Ketiga, penyakit Hepatitis B. Secara nasional prevalensinya mencapai 21,8 persen, atau menempati urutan tertinggi. Hepatitis B merupakan penyakit hati yang disebabkan oleh virus hepatitis B. Sebenarnya penyakit hati ini bukan saja karena virus, tetapi juga akibat paparan bahan kimia berbahaya, karena hati berfungsi untuk menetralkan racun di dalam tubuh.
“Provinsi dengan prevalensi tertinggi hepatitis B, yaitu Bangka Belitung 48,2 persen, Maluku 47,6 persen, dan DKI Jakarta 37,7 persen,” ujar dia.
Keempat, serangan stroke. Dikatakan Riyanda, prevalensi serangan stroke mencapai 12,1 persen. Stroke merupakan penyakit yang datanya paling pesat peningkatannya. Pada tahun 2007 prevalensinya berkisar pada angka 8,3 persen. Jumlah ini meningkat tajam pada tahun 2013 menjadi 12,1 persen. Prevalensi stroke ada di DI Yogyakarta 16,9 persen, Sulawesi Tengah 16,6 persen, dan Jawa Timur 16,0 persen.
Baca Juga: Selain Stroke, Cahyono Derita Dua Penyakit Mematikan Ini
Bahkan, Badan Kesehatan Dunia (WHO), mendefinisikan stroke sebagai penyakit karena deficit fungsi susunan syaraf yang diakibatkan oleh penyakit pembuluh darah di otak.
“Stroke banyak dipicu oleh gaya hidup yang tidak sehat, pola makan sembarangan yang mengakibatkan penyempitan pembuluh darah di otak, gampang stress, kurang gerak. Apalagi dengan pola hidup perkotaan di mana mobilitas sangat tergantung kepada alat transportasi, bukan aktivitas fisik,” beber dia.
Kelima, balita kurang gizi. Penyakit ini sangat paradoksal di tengah pola konsumsi masyarakat yang mulai tidak terkontrol. Prevalensi balita kurang gizi mencapai 19,6 persen. Keadaan ini sangat memprihatinkan, sebab hampir 1 dari 5 balita di Indonesia mengidap kurang gizi. Sementara, provinsi dengan prevalensi balita kurang gizi tertinggi adalah NTT 35 persen, Papua 32 persen, dan Maluku 30 persen.
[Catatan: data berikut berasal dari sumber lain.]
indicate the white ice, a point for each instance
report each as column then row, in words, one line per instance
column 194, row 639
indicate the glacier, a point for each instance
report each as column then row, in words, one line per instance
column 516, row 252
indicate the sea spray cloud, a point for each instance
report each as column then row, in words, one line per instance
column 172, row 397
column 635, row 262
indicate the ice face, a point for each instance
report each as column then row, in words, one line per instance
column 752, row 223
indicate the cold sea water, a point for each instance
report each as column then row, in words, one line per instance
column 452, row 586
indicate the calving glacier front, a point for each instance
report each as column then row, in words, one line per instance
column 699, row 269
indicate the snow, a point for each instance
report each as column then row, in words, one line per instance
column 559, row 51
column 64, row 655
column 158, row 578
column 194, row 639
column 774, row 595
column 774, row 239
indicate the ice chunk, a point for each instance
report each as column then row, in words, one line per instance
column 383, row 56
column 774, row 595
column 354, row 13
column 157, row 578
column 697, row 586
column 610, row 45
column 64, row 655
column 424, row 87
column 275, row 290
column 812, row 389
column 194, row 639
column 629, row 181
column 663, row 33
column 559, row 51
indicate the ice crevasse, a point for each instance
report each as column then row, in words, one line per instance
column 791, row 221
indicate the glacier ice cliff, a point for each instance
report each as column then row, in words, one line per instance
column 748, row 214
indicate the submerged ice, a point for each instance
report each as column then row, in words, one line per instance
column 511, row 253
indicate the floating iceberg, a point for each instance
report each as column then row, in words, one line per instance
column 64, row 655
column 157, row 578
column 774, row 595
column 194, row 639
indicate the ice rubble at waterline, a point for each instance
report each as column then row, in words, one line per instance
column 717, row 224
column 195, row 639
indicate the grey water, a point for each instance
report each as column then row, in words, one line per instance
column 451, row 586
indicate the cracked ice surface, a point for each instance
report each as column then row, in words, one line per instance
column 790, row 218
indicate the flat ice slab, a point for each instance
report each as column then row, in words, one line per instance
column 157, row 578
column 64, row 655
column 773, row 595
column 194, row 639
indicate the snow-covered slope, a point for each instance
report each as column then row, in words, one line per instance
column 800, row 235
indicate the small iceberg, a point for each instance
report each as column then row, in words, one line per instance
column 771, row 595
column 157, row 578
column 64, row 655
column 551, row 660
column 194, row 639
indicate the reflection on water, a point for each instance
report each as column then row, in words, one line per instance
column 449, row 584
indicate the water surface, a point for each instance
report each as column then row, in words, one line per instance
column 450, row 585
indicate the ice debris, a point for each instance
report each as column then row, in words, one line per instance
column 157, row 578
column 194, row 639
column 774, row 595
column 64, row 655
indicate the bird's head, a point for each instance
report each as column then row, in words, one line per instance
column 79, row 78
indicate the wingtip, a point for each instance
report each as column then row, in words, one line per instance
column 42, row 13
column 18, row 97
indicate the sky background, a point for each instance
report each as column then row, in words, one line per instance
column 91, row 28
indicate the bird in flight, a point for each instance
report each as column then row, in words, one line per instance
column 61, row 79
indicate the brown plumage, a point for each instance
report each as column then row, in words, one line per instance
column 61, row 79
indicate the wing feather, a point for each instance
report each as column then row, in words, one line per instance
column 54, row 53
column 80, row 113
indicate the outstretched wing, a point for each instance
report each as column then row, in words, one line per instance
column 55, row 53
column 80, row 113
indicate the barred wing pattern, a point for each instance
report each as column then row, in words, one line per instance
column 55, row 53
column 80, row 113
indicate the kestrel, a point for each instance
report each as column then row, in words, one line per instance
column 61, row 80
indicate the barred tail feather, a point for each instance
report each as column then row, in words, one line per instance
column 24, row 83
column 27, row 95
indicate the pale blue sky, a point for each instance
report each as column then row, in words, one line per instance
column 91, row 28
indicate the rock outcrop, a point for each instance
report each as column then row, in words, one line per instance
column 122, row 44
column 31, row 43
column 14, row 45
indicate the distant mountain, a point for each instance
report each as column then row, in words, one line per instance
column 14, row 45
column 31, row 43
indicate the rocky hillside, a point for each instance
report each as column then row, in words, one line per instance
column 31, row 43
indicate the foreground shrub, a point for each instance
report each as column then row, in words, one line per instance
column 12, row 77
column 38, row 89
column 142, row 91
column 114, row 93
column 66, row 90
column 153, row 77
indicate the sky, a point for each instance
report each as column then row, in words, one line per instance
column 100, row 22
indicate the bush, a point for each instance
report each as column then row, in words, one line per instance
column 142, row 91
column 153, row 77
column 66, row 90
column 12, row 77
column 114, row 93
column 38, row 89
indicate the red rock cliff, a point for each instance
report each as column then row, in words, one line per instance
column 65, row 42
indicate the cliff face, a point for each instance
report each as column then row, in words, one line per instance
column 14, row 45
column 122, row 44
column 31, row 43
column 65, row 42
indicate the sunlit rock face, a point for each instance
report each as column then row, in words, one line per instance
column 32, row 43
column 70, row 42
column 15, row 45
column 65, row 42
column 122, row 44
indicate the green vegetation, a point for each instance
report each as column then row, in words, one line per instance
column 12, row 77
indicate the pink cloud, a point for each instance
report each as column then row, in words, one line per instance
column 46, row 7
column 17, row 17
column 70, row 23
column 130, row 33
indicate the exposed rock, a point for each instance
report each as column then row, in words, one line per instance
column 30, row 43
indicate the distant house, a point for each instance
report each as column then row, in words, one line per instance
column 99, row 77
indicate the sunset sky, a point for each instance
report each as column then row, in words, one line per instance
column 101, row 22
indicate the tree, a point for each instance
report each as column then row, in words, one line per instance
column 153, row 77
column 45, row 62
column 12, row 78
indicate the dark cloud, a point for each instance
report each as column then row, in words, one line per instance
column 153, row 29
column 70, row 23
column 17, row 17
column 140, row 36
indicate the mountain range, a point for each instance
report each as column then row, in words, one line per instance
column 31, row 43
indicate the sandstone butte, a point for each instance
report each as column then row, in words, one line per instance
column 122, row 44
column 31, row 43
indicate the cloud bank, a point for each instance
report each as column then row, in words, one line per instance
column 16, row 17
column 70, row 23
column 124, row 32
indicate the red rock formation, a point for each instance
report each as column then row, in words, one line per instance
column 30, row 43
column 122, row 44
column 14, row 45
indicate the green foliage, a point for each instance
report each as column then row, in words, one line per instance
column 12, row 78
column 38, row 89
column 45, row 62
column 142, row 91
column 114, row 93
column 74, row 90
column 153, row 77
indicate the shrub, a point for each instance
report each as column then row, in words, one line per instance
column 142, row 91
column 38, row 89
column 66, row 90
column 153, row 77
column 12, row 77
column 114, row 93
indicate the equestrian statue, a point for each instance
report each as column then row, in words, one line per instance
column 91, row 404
“Data stunting atau balita pendek juga mengalami peningkatan dari waktu ke waktu, yaitu 37,2 persen pada tahun 2013, meningkat dari data tahun 2010 sebesar 35,6 persen. Jadi, anak-anak Indonesia sudah kurang gizi, pendek pula,” terang dia.
Dalam konteks inilah, Menteri Kesehatan selaku pembantu Presiden, sudah seharusnya lebih meningkatkan langkah preventif dan promotif melalui kampanye hidup sehat, termasuk rajin olah raga di masyarakat Indonesia. Hal ini agar visi mewujudkan masyarakat Indonesia yang sehat terwujud.
“Kami berharap, Menteri Kesehatan beserta jajaran bekerja lebih giat, sehingga cita-cita masyarakat Indonesia yang sehat akan mewujud,” tukas dia.